D’autant que les capitalistes prévoient eux-mêmes que les conséquences du confinement généralisé du coronavirus seront énormes, et inédites. Pour donner ce qui n’est qu’une indication, mais révélatrice, la FED se prépare à très court-terme à une explosion du chômage aux Etats-Unis (30 % de chômeurs) et à une diminution sans précédent du PIB (50%)[15]. Les effets en sont d’ailleurs déjà visibles[16]. Pour mémoire, le taux de chômage de la grande dépression des années 30 n’a jamais dépassé les 25 %. Dit en d’autres termes, par la voix de la FED, les capitalistes américains (et mondialisés) se préparent à affronter la pire crise de l’histoire du capitalisme[17]. Par ailleurs, le 20 avril 2020, la ministre du travail française a annoncé que 9,6 millions de salariés, soit presque un salarié du privé sur deux, étaient en chômage partiel ou total, avec aucune garantie sur les conditions de reprise de l’activité.  Ceci devrait donner la mesure des évènements que nous traversons.

 

(La suite demain)

 

Victor S.

 

[1]Sont donc exclus les régimes fascistes et fascisants, qui se révèlent incapables de gérer quoi que ce soit (cf. le Brésil)
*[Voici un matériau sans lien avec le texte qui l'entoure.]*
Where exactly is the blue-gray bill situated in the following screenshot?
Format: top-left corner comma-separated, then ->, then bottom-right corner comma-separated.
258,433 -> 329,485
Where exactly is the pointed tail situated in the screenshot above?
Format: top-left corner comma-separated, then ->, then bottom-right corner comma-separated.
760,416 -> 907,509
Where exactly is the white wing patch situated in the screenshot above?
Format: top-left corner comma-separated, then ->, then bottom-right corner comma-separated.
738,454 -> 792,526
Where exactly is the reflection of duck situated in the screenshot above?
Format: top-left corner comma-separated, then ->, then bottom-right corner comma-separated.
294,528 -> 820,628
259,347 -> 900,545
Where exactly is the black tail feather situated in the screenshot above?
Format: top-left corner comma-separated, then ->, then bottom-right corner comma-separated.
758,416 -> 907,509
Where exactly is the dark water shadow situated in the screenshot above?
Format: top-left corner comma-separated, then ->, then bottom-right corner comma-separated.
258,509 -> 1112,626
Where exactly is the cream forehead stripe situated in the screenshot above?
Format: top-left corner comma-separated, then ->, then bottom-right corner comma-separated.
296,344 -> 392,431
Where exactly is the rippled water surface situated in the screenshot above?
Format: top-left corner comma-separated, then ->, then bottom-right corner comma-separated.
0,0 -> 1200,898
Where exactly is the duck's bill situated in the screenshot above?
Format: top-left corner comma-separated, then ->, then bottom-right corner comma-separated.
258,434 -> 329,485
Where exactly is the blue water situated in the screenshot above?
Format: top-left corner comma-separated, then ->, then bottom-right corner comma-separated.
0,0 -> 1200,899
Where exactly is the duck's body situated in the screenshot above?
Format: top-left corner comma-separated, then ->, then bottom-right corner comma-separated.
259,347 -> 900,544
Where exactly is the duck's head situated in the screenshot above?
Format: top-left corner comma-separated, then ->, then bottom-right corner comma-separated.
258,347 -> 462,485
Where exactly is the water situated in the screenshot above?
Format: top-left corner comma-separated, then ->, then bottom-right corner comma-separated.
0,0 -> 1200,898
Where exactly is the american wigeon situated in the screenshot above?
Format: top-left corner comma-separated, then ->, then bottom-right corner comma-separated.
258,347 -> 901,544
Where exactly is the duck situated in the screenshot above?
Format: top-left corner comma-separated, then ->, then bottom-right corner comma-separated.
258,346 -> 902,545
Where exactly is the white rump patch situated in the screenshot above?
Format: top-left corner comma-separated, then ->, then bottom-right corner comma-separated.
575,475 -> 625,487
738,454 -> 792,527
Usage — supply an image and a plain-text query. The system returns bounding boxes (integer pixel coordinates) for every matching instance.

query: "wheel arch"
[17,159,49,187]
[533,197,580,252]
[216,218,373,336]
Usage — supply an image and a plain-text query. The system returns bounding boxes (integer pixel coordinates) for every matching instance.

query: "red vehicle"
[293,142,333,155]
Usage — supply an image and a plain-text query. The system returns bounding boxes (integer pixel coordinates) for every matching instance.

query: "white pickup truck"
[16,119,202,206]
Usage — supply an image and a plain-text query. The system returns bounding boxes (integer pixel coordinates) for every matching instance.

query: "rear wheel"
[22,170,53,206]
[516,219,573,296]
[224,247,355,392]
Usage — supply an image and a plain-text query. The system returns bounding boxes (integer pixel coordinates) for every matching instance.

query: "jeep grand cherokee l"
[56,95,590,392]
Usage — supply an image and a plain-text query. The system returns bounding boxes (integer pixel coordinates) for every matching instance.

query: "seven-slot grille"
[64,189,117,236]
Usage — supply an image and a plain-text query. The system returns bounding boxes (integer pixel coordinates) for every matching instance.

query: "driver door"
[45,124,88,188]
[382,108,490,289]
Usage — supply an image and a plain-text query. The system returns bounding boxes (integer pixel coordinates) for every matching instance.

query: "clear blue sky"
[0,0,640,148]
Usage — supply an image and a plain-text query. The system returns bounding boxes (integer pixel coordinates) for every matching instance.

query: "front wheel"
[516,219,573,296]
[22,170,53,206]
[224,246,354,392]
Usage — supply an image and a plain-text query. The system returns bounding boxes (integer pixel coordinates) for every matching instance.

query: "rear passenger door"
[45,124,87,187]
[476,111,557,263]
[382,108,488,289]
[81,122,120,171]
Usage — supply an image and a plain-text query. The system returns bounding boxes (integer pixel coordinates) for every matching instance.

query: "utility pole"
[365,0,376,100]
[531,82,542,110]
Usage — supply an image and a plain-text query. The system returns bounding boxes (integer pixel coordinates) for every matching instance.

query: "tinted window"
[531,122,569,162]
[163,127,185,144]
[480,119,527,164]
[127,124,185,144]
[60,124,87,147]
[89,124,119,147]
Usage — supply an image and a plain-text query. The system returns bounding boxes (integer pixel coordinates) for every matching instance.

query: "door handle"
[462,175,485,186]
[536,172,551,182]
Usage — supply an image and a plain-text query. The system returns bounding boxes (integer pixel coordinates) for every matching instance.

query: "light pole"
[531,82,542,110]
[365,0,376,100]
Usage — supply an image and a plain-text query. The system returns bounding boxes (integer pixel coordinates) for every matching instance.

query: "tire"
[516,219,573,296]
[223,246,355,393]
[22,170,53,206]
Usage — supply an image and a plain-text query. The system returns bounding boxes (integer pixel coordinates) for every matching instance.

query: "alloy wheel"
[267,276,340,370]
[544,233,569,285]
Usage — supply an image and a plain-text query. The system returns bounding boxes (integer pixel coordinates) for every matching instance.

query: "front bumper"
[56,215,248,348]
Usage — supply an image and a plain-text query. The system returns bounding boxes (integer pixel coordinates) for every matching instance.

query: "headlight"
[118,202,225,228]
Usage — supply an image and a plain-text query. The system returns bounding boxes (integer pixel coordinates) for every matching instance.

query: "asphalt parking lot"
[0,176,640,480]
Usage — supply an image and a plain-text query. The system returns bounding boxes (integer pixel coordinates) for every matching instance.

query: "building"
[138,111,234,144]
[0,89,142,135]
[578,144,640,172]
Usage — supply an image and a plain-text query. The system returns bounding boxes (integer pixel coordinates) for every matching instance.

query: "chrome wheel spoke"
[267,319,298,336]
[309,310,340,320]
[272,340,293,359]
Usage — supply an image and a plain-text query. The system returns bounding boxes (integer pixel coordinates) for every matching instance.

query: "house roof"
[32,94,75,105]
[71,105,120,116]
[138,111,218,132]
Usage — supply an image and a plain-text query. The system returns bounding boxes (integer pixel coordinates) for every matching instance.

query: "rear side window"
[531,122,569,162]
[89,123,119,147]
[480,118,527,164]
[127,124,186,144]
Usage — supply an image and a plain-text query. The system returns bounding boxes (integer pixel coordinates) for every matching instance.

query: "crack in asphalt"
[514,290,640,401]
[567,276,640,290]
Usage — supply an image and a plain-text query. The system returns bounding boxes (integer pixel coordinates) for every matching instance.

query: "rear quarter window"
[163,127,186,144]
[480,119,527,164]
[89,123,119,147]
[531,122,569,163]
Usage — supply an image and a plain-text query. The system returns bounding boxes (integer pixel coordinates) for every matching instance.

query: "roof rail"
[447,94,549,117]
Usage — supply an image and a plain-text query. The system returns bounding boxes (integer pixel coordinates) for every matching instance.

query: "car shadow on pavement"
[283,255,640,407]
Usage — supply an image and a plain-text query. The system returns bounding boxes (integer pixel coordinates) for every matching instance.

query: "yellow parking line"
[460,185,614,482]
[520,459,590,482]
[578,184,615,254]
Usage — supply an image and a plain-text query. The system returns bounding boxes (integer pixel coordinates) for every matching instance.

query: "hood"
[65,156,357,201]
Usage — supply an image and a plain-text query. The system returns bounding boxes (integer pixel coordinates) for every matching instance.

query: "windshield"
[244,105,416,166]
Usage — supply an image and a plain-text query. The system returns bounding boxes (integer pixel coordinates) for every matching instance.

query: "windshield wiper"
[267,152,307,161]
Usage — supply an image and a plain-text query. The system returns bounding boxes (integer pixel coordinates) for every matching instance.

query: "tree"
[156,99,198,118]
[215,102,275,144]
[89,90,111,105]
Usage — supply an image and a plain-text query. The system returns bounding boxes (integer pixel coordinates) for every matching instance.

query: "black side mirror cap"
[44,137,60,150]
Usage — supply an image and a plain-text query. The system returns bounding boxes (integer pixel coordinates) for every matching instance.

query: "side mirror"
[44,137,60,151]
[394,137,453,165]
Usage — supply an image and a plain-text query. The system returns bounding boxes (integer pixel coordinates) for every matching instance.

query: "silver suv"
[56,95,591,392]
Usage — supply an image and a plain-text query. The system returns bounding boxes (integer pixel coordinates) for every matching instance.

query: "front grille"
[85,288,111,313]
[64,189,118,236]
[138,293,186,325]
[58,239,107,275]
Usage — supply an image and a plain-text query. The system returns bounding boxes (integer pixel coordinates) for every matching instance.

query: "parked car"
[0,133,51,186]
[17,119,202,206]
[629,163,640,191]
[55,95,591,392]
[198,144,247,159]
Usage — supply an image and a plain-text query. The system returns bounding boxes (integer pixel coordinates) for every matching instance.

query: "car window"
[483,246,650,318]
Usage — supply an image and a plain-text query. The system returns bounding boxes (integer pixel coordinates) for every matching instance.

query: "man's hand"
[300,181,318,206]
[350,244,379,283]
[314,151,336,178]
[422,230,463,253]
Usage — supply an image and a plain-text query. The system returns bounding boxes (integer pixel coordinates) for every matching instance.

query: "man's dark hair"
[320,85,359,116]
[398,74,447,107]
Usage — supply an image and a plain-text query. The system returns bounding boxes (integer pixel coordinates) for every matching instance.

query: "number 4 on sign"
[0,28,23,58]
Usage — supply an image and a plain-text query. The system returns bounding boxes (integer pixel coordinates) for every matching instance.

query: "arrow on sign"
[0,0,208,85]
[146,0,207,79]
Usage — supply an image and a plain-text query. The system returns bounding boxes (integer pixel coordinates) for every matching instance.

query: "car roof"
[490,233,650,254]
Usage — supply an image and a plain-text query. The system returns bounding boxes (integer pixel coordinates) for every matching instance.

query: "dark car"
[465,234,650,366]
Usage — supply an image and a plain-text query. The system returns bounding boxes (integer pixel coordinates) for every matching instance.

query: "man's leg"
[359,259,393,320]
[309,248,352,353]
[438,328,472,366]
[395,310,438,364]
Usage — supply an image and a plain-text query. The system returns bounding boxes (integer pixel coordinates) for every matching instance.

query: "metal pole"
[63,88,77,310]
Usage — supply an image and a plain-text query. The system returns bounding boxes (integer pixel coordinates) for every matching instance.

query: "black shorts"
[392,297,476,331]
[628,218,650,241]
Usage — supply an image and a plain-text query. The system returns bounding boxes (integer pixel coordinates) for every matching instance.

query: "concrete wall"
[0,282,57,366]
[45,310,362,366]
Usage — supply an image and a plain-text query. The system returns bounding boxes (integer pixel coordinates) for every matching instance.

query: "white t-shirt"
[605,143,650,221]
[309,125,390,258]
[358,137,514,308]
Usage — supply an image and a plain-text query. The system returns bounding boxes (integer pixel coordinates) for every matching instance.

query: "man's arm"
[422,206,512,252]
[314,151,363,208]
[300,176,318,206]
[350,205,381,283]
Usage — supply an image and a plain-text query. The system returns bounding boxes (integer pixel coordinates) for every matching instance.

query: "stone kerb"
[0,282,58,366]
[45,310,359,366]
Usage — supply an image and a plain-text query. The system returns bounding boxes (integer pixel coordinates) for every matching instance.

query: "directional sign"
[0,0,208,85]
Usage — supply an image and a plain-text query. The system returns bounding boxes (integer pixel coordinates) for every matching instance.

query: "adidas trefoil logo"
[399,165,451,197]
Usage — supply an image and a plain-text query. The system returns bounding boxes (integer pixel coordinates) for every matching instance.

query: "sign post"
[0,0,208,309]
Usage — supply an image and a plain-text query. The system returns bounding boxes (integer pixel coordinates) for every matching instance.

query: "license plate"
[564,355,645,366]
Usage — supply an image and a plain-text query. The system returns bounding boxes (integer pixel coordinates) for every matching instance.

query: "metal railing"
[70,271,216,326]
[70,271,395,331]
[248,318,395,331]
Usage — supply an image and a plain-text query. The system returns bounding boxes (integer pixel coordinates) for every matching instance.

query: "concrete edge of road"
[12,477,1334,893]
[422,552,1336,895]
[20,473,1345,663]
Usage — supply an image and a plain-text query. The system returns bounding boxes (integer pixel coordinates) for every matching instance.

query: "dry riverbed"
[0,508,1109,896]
[6]La façon dont l’Éducation Nationale a commencé à gérer le confinement est à cet égard emblématique de toute une gestion de la puissance publique. Non-information des agents devants répondre aux questions d’élèves angoissés, consignes floues ou contradictoires, etc. Le sommet est atteint dans la « forte incitation » initiale faite aux enseignants de venir dans des établissements vides pour y « travailler ». Pour y faire quoi répondra-on, à part des visioconférences dans des salles vides, prendre des transports et risquer d’être contaminés ou de contaminer d’autres voyageurs, ou d’autres collègues ? La méfiance envers la prétendue « fainéantise » des fonctionnaires pousse donc ce gouvernement à ignorer les règles élémentaires de logique de gestion d’une épidémie. Méfiance qui concerne en réalité la totalité de la fonction publique et de tous les travailleurs.

[10]Pour quelques chiffres et analyses : https://www.youtube.com/watch?v=hNKJdSGpa1A

[11]C’est la raison pour laquelle aucune observation empirique à partir de graphiques n’a jamais pu infirmer cette thèse : si le taux de profit ne baisse pas continuellement, c’est que les capitalistes corrigent cela par la lutte des classes. Prétendre le contraire, sans le démontrer à partir de l’Histoire concrète de la lutte des classes, a le même degré de sérieux scientifique que de prétendre réfuter la loi de la chute des corps, car les objets qui reposent sur le sol sont immobiles. Par ailleurs, on voit bien là que le marxisme se soumet tout à fait à la critique intellectuelle, et peut même être théoriquement réfuté : il faudrait pour cela montrer que le taux de profit ne baisse pas, sans aucune action de la classe possédante. Ce qu’aucun économiste ou historien bourgeois n’a à notre connaissance réussie à faire.

[13]Cf. Marx, Critique du Programme de Gotha : « Le travail n’est pas la source de toute richesse. La nature est tout autant la source des valeurs d’usage (et ce sont bien elles de fait qui constituent de fait la richesse ?) que le travail, qui n’est lui-même que l’expression d’une force naturelle, la force de travail humaine ». Nul écologisme naturaliste malthusien ici donc, mais une analyse matérialiste de la nature.

[14]Précision importante : des ressources naturelles que nous pouvons actuellement utiliser pour notre production. Par exemple, le pétrole a pendant longtemps été une ressource naturelle inutilisable à des fins productives.